The Cour de Cassation overturned a lower court’s verdict last year that Karen Taher, 37, should be able to retract her written abandonment of the girl and take custody from the family in which the child had been placed.
The high court, in its April 6 decision, found that the legal limit of two months for such decisions had passed, leaving Taher no further recourse in France to reclaim the infant, the woman’s lawyer, Pierre-Yves Rossignol, said.
Taher, contacted by telephone, called the final verdict “abominable” and vowed to take her fight to the European Court of Human Rights.
Her new lawyer, Thomas Haas, said Taher could argue that she did not receive a fair hearing and that her case was handled “very strangely” by French officials.
“Essentially, this is about working out whether the French system of births under ‘X’ is compatible with the requirements of the European Convention on Human Rights, such as the right to family life and the right of a child to know where it came from,” he said.

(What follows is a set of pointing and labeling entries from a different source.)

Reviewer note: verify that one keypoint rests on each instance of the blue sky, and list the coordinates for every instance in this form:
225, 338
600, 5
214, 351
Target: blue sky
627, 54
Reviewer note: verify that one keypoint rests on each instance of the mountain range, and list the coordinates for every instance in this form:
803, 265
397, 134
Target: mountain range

He said his client “feels like she has been the victim of institutionalised kidnapping.”
Taher’s baby was born in France on February 18, 2002 with a birth certificate designating her parents as “X” – a French legal term for persons unknown.
The baby was the result of an extramarital affair Taher had.
A regional official had lodged the appeal against Taher because he believed removing the child from the French family which had adopted it was “an extremely delicate matter”.
A French social welfare official, Patrick Tillie, said that, although a lower court had established that Taher was the biological mother, her decision to not formally register herself as such meant that, under French law, she could not be considered the parent.